В-Балансе, после целой ночи бесприютных скитаний, нам повезло встретить выжившую из ума старую даму, которая приняла нас за своих внуков и угостила роскошной курицей с жареной картошкой. После чего позволила принять ванну с волшебным мылом, вернувшим нам человеческий облик, и выдала по стакану домашнего лимонада. Ну чем не царская жизнь!

Чистенькие, приободренные, мы двинулись на штурм ворот Большого Юга. Вот и Оранж, где железнодорожная полиция не склонна предоставлять бродягам ночлег в вагоне для скота. А вот Перпиньян и первые ароматы Испании… Километр за километром… И чем дальше, тем яснее вырисовываются контуры моей мечты. Мисс Акация, я спешу к тебе!

Рядом с отважным капитаном Мельесом я чувствую себя непобедимым. Мы пересекаем испанскую границу, согнувшись в три погибели на своих скейтах, горячий ветер врывается в меня, превращая стрелки моего сердца в мельничные крылья. Крылья, которые помогут жерновам перемолоть зерна мечты в муку действительности. Мисс Акация, я спешу к тебе!

Полчища олив расступаются на нашем пути, их сменяют апельсиновые деревья, усыпанные плодами до самого неба. Мы неустанно движемся вперед. На горизонте уже вздымаются зубчатые красные горы Андалузии.


Тусклые кучевые облака обволакивают горные пики, разбрасывая в нескольких километрах от нас зловещие молнии. Мельес знаком велит мне прикрыть железяки в груди — еще рано принимать на себя электрические разряды.

К нам летит какая-то птица, она кружит над нашими головами, точно стервятник. В узком скалистом кратере, где мы укрылись от грозы, она выглядит довольно зловеще. Но нет, это всего лишь старый почтовый голубь Луны, он принес мне вести от Мадлен. Какое облегчение — снова увидеть его! Ибо, несмотря на свои пламенные любовные мечты, я никогда не забываю о Мадлен.

Голубь садится наземь, подняв крошечное облачко пыли. Мое сердце взволнованно трепещет, мне не терпится прочесть ответное письмо. Но я никак не могу поймать этого чертова голубя! Усатый индеец, мой спутник, начинает ворковать и насвистывать, подманивая его, и в конце концов мне удается схватить хрупкое птичье тельце.

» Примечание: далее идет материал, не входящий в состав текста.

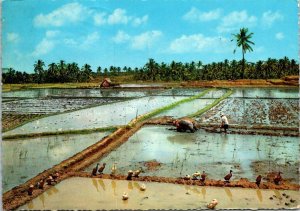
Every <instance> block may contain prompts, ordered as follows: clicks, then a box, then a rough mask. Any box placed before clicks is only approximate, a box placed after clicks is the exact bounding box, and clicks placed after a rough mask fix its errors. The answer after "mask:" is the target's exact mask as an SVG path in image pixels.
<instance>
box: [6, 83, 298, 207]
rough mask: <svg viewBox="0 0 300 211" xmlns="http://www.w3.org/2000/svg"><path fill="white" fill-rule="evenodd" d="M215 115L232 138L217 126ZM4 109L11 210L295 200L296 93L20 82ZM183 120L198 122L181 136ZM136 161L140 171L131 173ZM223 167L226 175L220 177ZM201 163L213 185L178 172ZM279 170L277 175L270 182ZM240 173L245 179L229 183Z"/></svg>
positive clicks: (296, 157)
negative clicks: (258, 181)
mask: <svg viewBox="0 0 300 211" xmlns="http://www.w3.org/2000/svg"><path fill="white" fill-rule="evenodd" d="M221 113H223V114H225V115H226V116H227V118H228V120H229V123H230V126H229V131H228V134H225V133H222V131H221V130H220V129H219V128H218V125H219V124H220V114H221ZM2 116H3V120H2V121H3V125H2V128H3V130H4V132H3V142H2V155H1V156H2V158H1V159H2V167H3V168H2V190H3V199H4V205H5V206H6V208H8V209H10V208H11V209H13V210H15V209H18V210H23V209H108V210H112V209H144V210H146V209H206V208H207V207H206V206H207V204H208V203H209V202H211V200H213V199H217V200H218V205H217V207H216V209H230V208H233V209H242V208H244V209H252V208H254V209H256V208H259V209H282V208H285V209H286V208H295V209H296V207H297V206H299V204H300V200H299V149H300V148H299V131H298V128H299V90H298V89H293V88H289V89H287V88H236V89H235V88H232V89H219V88H173V89H170V88H168V89H166V88H163V87H162V86H160V85H155V86H154V87H151V86H149V87H147V86H145V87H142V88H141V89H139V88H138V86H137V85H134V84H133V85H130V86H129V85H128V86H125V87H121V88H118V89H96V88H94V89H57V88H53V89H52V88H47V89H29V90H18V91H10V92H4V93H3V94H2ZM187 117H189V118H193V119H194V120H195V121H196V123H197V125H198V127H199V129H198V130H197V131H196V132H194V133H191V132H189V131H188V132H177V131H176V129H175V127H174V126H173V125H172V120H174V119H177V118H187ZM250 127H252V128H256V129H252V132H251V134H250V133H247V130H248V129H247V128H250ZM260 128H264V132H266V131H267V133H265V134H264V132H261V129H260ZM278 128H279V129H280V130H282V131H284V130H286V132H285V133H284V135H283V134H282V133H276V130H278ZM120 131H121V132H120ZM122 131H125V132H126V133H124V134H125V135H124V134H123V133H122ZM289 131H296V133H297V135H295V133H293V134H291V133H289ZM119 139H120V140H122V141H119ZM97 147H98V148H97ZM98 163H99V164H100V166H101V165H102V164H103V163H106V167H105V168H104V170H103V174H96V175H91V172H92V171H93V169H94V168H95V167H96V165H97V164H98ZM113 166H115V169H114V170H112V167H113ZM138 169H141V172H140V176H139V177H136V178H132V179H131V178H130V179H128V178H127V179H126V177H127V174H128V171H129V170H132V171H136V170H138ZM230 170H232V171H233V175H232V177H231V181H232V182H229V184H227V183H223V181H224V176H225V175H226V174H228V173H229V171H230ZM203 171H205V173H206V180H207V181H208V183H200V181H198V180H199V178H198V180H196V181H194V182H193V181H192V180H190V179H185V180H184V179H183V178H186V177H187V175H192V174H193V173H195V172H201V173H202V172H203ZM53 172H59V173H60V178H59V179H58V181H57V182H54V183H52V184H45V186H44V188H43V189H38V188H36V183H35V182H36V181H38V180H40V179H41V178H42V179H46V178H47V177H48V175H50V174H53ZM278 172H282V177H283V180H282V181H281V183H280V184H279V185H276V184H274V182H273V178H274V175H275V174H277V173H278ZM258 175H261V176H262V181H261V183H262V184H261V186H257V185H255V180H256V177H257V176H258ZM241 180H245V181H246V183H247V187H246V186H243V185H234V184H239V181H241ZM170 181H171V182H170ZM172 181H173V182H172ZM30 184H33V185H34V190H33V195H32V196H31V195H28V193H27V190H28V187H29V185H30ZM208 184H222V185H208ZM142 185H145V186H146V187H147V188H146V189H145V190H141V186H142ZM79 190H80V191H79ZM124 192H126V194H127V195H128V196H129V198H128V199H127V200H122V195H123V194H124ZM16 194H19V195H18V197H14V196H16ZM87 199H88V200H87Z"/></svg>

Напрасный труд: голубь прилетел пустым. На его левой лапке болтается всего лишь обрывок веревочки. И никакого письма от Мадлен. Наверно, его унесло ветром. Где же это случилось — в окрестностях Баланса или в долине Роны, куда ворвался этот буйный ветер, прежде чем долететь сюда и испустить дух в солнечном зное?

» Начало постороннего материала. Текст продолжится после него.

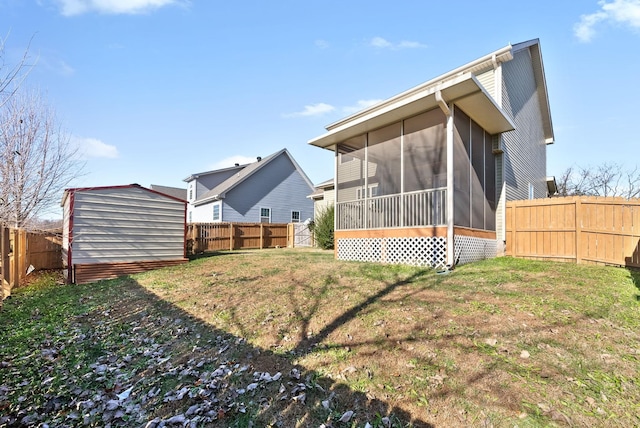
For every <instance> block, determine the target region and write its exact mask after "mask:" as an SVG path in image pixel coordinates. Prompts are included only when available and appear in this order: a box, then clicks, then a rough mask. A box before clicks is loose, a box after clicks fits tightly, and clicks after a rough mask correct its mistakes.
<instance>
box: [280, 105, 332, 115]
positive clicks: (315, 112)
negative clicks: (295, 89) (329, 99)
mask: <svg viewBox="0 0 640 428" xmlns="http://www.w3.org/2000/svg"><path fill="white" fill-rule="evenodd" d="M335 109H336V108H335V107H334V106H332V105H329V104H325V103H317V104H311V105H307V106H304V110H302V111H299V112H295V113H286V114H283V115H282V116H283V117H303V116H322V115H323V114H326V113H330V112H332V111H334V110H335Z"/></svg>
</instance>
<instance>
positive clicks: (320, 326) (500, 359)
mask: <svg viewBox="0 0 640 428" xmlns="http://www.w3.org/2000/svg"><path fill="white" fill-rule="evenodd" d="M637 284H640V274H638V273H635V272H630V271H628V270H625V269H621V268H609V267H598V266H576V265H571V264H556V263H541V262H532V261H524V260H515V259H509V258H502V259H494V260H489V261H486V262H480V263H474V264H470V265H465V266H461V267H459V268H458V269H456V270H455V271H453V272H452V273H450V274H448V275H438V274H436V273H435V272H433V271H431V270H428V269H421V268H412V267H406V266H404V267H403V266H384V265H376V264H369V263H355V262H342V261H336V260H334V258H333V253H332V252H326V251H320V250H302V249H295V250H292V249H277V250H265V251H242V252H234V253H220V254H216V255H212V256H209V257H203V258H200V259H197V260H194V261H192V262H191V263H189V264H188V265H183V266H178V267H175V268H169V269H163V270H158V271H153V272H147V273H144V274H139V275H135V276H133V277H131V278H125V279H119V280H113V281H105V282H101V283H96V284H90V285H87V286H80V287H73V288H70V289H67V288H66V287H64V288H62V289H57V291H56V290H55V289H54V291H53V292H51V291H46V290H45V291H46V293H49V294H38V293H36V292H29V291H28V290H27V292H24V294H21V293H20V292H18V293H17V294H16V297H15V298H14V299H13V300H12V301H11V302H12V303H11V304H9V305H6V306H7V307H5V310H4V311H2V312H0V322H3V323H5V324H6V323H13V324H15V325H17V326H18V325H19V326H20V329H18V328H16V331H15V332H11V333H10V332H8V331H5V332H3V336H2V337H1V338H2V340H3V341H5V342H6V343H9V344H10V345H9V346H12V347H13V349H11V350H8V349H6V348H5V347H4V345H3V346H2V347H0V361H1V362H3V364H7V365H8V366H9V367H12V372H11V373H7V377H3V375H2V373H0V386H1V385H2V384H3V382H4V383H5V384H8V385H9V384H10V386H11V385H13V383H12V382H14V381H15V382H14V383H16V382H18V380H19V376H23V377H24V378H26V379H29V376H32V377H33V381H34V382H38V379H39V378H38V377H37V376H40V375H39V374H37V373H41V372H43V369H42V368H41V367H40V368H39V367H38V366H37V365H35V363H34V364H31V363H30V366H29V367H30V370H32V371H33V373H23V371H24V370H23V369H22V368H21V367H22V366H21V364H23V363H22V362H23V361H26V360H25V358H28V354H29V353H31V352H32V348H33V347H34V346H38V345H37V344H38V343H41V342H42V341H45V342H46V343H49V342H51V336H54V337H56V336H55V335H57V337H66V336H65V333H64V331H65V329H67V330H69V331H73V332H78V331H84V332H87V333H85V335H86V336H87V337H89V338H90V339H91V340H93V343H90V344H83V343H74V342H73V340H74V339H73V338H70V339H68V340H67V341H66V342H65V346H66V351H67V352H68V353H69V354H73V357H74V358H76V360H70V361H63V358H66V357H64V355H65V350H64V346H63V347H62V348H61V351H60V355H61V356H60V357H58V360H57V361H56V364H57V365H58V366H57V367H62V366H65V364H66V366H68V367H76V368H77V367H83V366H84V365H89V364H91V362H95V361H101V359H102V360H105V361H107V364H108V363H109V361H115V362H121V361H122V360H123V355H127V356H131V355H138V354H139V355H141V357H140V359H134V360H133V361H131V360H130V363H129V364H128V365H127V366H126V367H125V366H122V367H123V368H121V369H119V370H122V373H120V374H119V376H120V378H122V379H124V380H122V382H121V383H122V385H123V386H122V388H124V387H125V386H127V385H129V384H134V385H137V386H136V390H135V392H136V393H137V394H138V395H140V394H142V392H144V391H146V389H145V388H147V386H149V388H151V387H156V386H157V387H158V388H160V389H161V390H162V393H160V394H159V395H158V396H157V397H156V398H152V399H150V400H148V401H147V402H139V401H138V402H136V403H137V404H136V405H140V406H142V407H141V409H143V410H145V411H146V412H147V414H148V415H149V418H151V417H160V418H167V417H169V416H171V415H175V414H179V413H184V412H185V411H186V409H187V408H189V407H190V406H192V405H193V404H194V403H196V404H198V403H200V402H199V401H197V399H187V398H185V399H184V401H180V400H178V401H175V402H169V403H167V402H166V401H163V400H162V397H163V394H164V393H167V394H169V395H164V396H165V397H167V396H171V394H172V392H171V391H174V390H176V389H179V388H184V387H185V386H189V387H191V388H194V387H197V386H198V384H199V383H200V382H201V380H200V379H199V378H198V374H197V371H193V373H192V374H190V375H185V377H182V378H179V379H175V378H170V377H168V376H166V375H163V374H162V373H161V369H163V368H164V367H165V366H164V365H162V366H161V365H160V363H157V361H156V360H153V359H151V360H149V359H144V358H147V357H144V358H143V357H142V355H143V354H145V355H146V353H145V352H143V349H144V348H145V347H149V346H151V345H153V347H154V349H161V350H163V352H164V353H163V354H162V355H159V356H158V357H157V360H158V361H162V364H165V365H171V367H174V368H176V367H178V368H180V370H178V372H179V371H181V370H182V371H184V370H187V369H189V368H190V367H192V366H193V365H194V364H195V363H196V362H198V361H200V364H204V365H203V366H202V367H203V368H202V369H201V370H200V374H199V376H202V371H203V370H205V369H207V370H209V372H210V371H212V370H213V369H215V367H217V366H218V365H219V364H221V363H224V364H227V365H229V366H230V367H231V366H234V367H248V368H249V370H247V371H246V373H245V372H240V371H238V372H237V373H235V372H234V373H233V374H232V375H231V376H230V377H229V378H228V379H226V380H225V382H227V383H228V388H227V389H225V390H224V391H222V390H220V391H219V394H220V398H221V400H222V401H224V400H223V399H222V398H223V397H226V398H225V400H226V399H227V398H228V400H227V401H229V400H232V399H233V400H238V399H240V398H242V399H243V400H244V401H243V402H242V406H245V407H244V408H245V411H243V412H239V411H237V409H238V407H237V405H235V407H233V406H231V407H228V408H229V409H232V408H233V409H235V410H234V411H230V413H228V414H226V415H225V417H224V418H221V419H219V420H218V421H217V422H216V423H217V424H218V425H216V426H221V427H222V426H225V427H226V426H238V427H250V426H282V427H293V426H311V427H317V426H320V425H321V424H322V423H325V424H326V425H327V426H333V427H347V426H364V425H365V424H366V423H370V424H371V425H372V426H374V427H381V426H388V425H385V423H386V421H388V422H389V423H390V425H391V426H397V427H400V426H415V427H430V426H495V427H502V426H504V427H507V426H508V427H512V426H520V427H525V426H526V427H533V426H638V425H640V417H639V416H638V415H639V414H640V408H639V407H640V405H639V404H638V403H640V383H639V381H638V379H639V378H640V374H639V369H640V364H639V360H640V345H639V343H640V342H639V339H640V337H639V336H640V335H639V334H638V331H639V327H640V303H639V300H638V299H639V297H638V292H639V291H638V285H637ZM34 293H35V294H34ZM43 293H44V291H43ZM53 293H55V294H53ZM65 293H66V294H65ZM36 294H37V295H38V296H40V297H38V298H39V299H42V301H43V302H48V303H49V304H50V305H51V304H55V307H56V308H58V311H59V314H57V315H56V314H49V315H47V316H48V317H49V318H48V319H46V329H50V331H49V330H47V331H46V332H45V334H44V336H43V337H44V339H43V338H39V339H37V340H36V339H35V338H31V339H30V340H31V342H30V341H29V340H25V337H27V336H29V335H31V336H36V335H37V334H40V333H39V332H40V329H45V327H42V326H37V325H36V324H34V323H37V322H40V321H42V320H40V318H41V310H40V309H34V307H35V305H36V303H33V305H34V306H33V307H27V304H28V303H29V302H31V301H35V297H33V296H35V295H36ZM54 299H57V300H56V301H55V303H54V302H53V300H54ZM40 304H41V303H38V305H40ZM44 304H46V303H42V305H44ZM43 307H44V306H43ZM20 308H23V309H24V311H23V312H24V313H21V312H20ZM12 311H14V312H12ZM42 311H44V309H43V310H42ZM74 311H75V312H74ZM36 312H37V316H36V317H34V315H33V314H34V313H36ZM105 314H106V315H105ZM54 315H55V316H54ZM63 320H64V321H63ZM70 320H71V321H70ZM174 320H181V321H180V323H179V324H175V322H174ZM59 324H60V325H59ZM34 326H35V327H34ZM36 327H37V328H36ZM56 331H57V333H53V332H56ZM88 332H91V334H89V333H88ZM74 334H76V333H74ZM76 335H77V334H76ZM73 337H76V336H73ZM56 340H57V339H56ZM22 343H26V344H29V343H32V344H31V345H28V346H25V347H24V348H25V349H24V350H17V348H18V347H19V346H21V345H20V344H22ZM34 344H35V345H34ZM131 344H133V345H131ZM229 344H231V347H229V346H228V345H229ZM134 345H135V346H134ZM223 345H224V346H223ZM132 346H134V347H132ZM47 347H50V345H47ZM11 351H13V352H14V353H15V354H16V355H15V357H13V356H12V357H8V355H9V353H10V352H11ZM21 353H24V354H25V355H27V357H22V356H21V355H20V354H21ZM85 354H86V355H85ZM81 355H83V356H82V358H83V359H82V360H80V358H81ZM105 356H106V357H105ZM136 358H137V357H136ZM167 360H168V362H166V361H167ZM50 364H51V363H50ZM114 364H116V366H118V364H119V363H114ZM118 367H120V366H118ZM209 367H210V368H211V369H209ZM125 369H126V370H125ZM297 369H299V370H300V371H301V373H302V376H301V378H300V380H296V379H295V378H293V377H291V374H292V373H295V372H296V370H297ZM52 370H53V369H52ZM56 370H59V369H58V368H57V369H56ZM72 370H73V369H72ZM187 371H188V370H187ZM252 372H269V373H271V374H274V373H276V372H281V373H283V382H282V385H284V386H286V388H287V391H286V392H285V393H282V392H281V391H282V388H283V387H282V386H280V390H279V388H278V385H276V383H275V382H274V383H273V384H269V385H261V386H260V387H259V388H258V389H256V390H255V391H254V392H253V395H251V396H247V395H243V396H240V397H239V396H238V395H237V388H241V387H242V386H246V385H247V384H248V383H250V382H252V380H251V375H250V373H252ZM194 373H195V374H194ZM9 374H10V376H9ZM16 376H17V377H16ZM78 376H82V379H89V378H91V376H94V373H92V372H91V371H90V370H88V371H86V373H85V372H83V371H82V370H79V371H78ZM16 379H17V380H16ZM69 379H74V378H73V376H69ZM91 379H93V378H91ZM89 380H90V379H89ZM76 381H77V379H76ZM92 382H93V381H92ZM92 382H88V381H87V386H86V388H94V386H95V385H94V386H91V385H89V383H92ZM127 382H128V383H127ZM299 382H303V383H304V385H306V386H305V388H306V400H305V401H304V402H301V401H296V400H291V398H292V396H293V394H291V391H292V388H295V385H297V384H298V385H299ZM22 383H24V382H22ZM93 383H95V382H93ZM114 387H117V388H119V387H120V386H119V385H116V386H113V385H110V386H109V388H114ZM60 388H63V386H58V389H60ZM234 388H235V389H234ZM0 389H1V388H0ZM16 389H18V388H17V387H16ZM95 389H96V388H94V389H93V390H95ZM70 390H71V391H73V389H72V388H71V389H70ZM93 390H92V391H93ZM98 390H99V391H101V393H102V394H103V395H104V396H105V400H106V399H107V398H108V397H106V395H105V394H113V392H112V391H107V392H104V387H101V388H98ZM140 391H142V392H140ZM0 392H1V391H0ZM93 393H94V392H92V394H93ZM332 393H334V395H332ZM1 395H2V394H0V408H2V407H3V406H4V408H6V409H19V408H20V406H21V404H19V403H18V404H16V403H14V402H13V401H12V400H14V398H15V399H17V397H18V395H19V394H18V393H17V392H16V393H15V394H14V395H11V394H9V395H8V397H9V398H7V400H8V401H7V402H5V403H4V404H3V403H2V397H1ZM14 396H15V397H14ZM329 397H333V398H331V399H330V400H329V402H328V403H329V406H328V407H329V408H325V407H324V406H323V405H322V401H324V400H327V399H329ZM38 400H39V399H38V397H34V398H33V399H32V401H33V402H34V403H36V404H37V402H39V401H38ZM40 401H46V400H40ZM227 401H225V403H227V404H228V402H227ZM71 402H72V403H73V401H71ZM229 402H230V401H229ZM36 404H33V405H32V406H31V408H32V409H37V408H38V406H37V405H36ZM133 404H135V403H133ZM225 409H226V407H225ZM63 410H64V409H63ZM348 410H353V411H354V412H355V415H354V416H353V417H352V418H351V420H350V421H349V422H345V423H343V422H338V419H339V418H340V417H341V416H342V415H343V414H344V412H345V411H348ZM18 413H19V411H18V410H16V411H15V414H18ZM385 417H388V418H389V419H387V420H385V419H383V418H385ZM116 425H117V424H116Z"/></svg>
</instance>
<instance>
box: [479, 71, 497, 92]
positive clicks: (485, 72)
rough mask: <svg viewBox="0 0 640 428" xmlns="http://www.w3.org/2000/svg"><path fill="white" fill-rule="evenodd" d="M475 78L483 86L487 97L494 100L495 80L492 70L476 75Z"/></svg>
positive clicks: (494, 75) (494, 73) (495, 89)
mask: <svg viewBox="0 0 640 428" xmlns="http://www.w3.org/2000/svg"><path fill="white" fill-rule="evenodd" d="M476 78H477V79H478V81H479V82H480V84H482V86H484V88H485V89H486V90H487V92H488V93H489V95H491V96H492V97H493V98H496V79H495V73H494V71H493V69H491V70H488V71H485V72H482V73H480V74H476Z"/></svg>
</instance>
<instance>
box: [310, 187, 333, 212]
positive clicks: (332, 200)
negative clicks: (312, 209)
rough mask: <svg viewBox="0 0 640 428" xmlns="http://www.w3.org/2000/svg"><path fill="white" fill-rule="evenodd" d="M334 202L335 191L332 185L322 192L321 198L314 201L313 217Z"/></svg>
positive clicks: (332, 204)
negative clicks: (320, 198) (331, 186)
mask: <svg viewBox="0 0 640 428" xmlns="http://www.w3.org/2000/svg"><path fill="white" fill-rule="evenodd" d="M335 203H336V191H335V189H334V188H333V187H332V188H330V189H325V190H324V192H323V193H322V199H320V200H316V201H314V205H313V207H314V214H313V218H314V219H316V218H318V216H319V215H320V214H322V212H323V211H324V210H326V209H327V208H328V207H330V206H332V205H335Z"/></svg>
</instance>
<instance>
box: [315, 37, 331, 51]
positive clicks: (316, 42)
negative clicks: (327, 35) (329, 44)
mask: <svg viewBox="0 0 640 428" xmlns="http://www.w3.org/2000/svg"><path fill="white" fill-rule="evenodd" d="M316 46H317V47H318V48H320V49H327V48H329V42H327V41H326V40H322V39H318V40H316Z"/></svg>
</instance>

Я так огорчен, словно открыл подарочный пакет и нашел в нем одни обертки. Присев на свою «колесницу», я торопливо набрасываю короткое письмецо:

Дорогая Мадлен,

не можешь ли ты сообщить в следующем письме, о чем ты писала в предыдущем, потому что этот дурацкий голубь посеял его где-то в пути, и оно до меня не дошло.

Я нашел часовщика, который следит за моими ходиками, так что самочувствие у меня прекрасное. Очень скучаю по тебе. И по Анне с Луной, и по Артуру тоже.

Целую тебя.

Джек.

Мельес помогает мне надежно закрепить письмо на лапке голубя.

— Ох и разозлилась бы она, если б узнала, что я уже добрался до Андалузии в поисках любви!

— Матери всегда боятся за своих детей и всеми силами оберегают их, но тебе уже пора было вылететь из родного гнезда. А ну-ка, взгляни на свое сердце! Уже полдень! Самое время рвануть вперед! Ты видел, что написано на том указателе — перед нами, справа? «Гранада». Anda! Anda! — вопит Мельес, и глаза его вспыхивают, как пара комет.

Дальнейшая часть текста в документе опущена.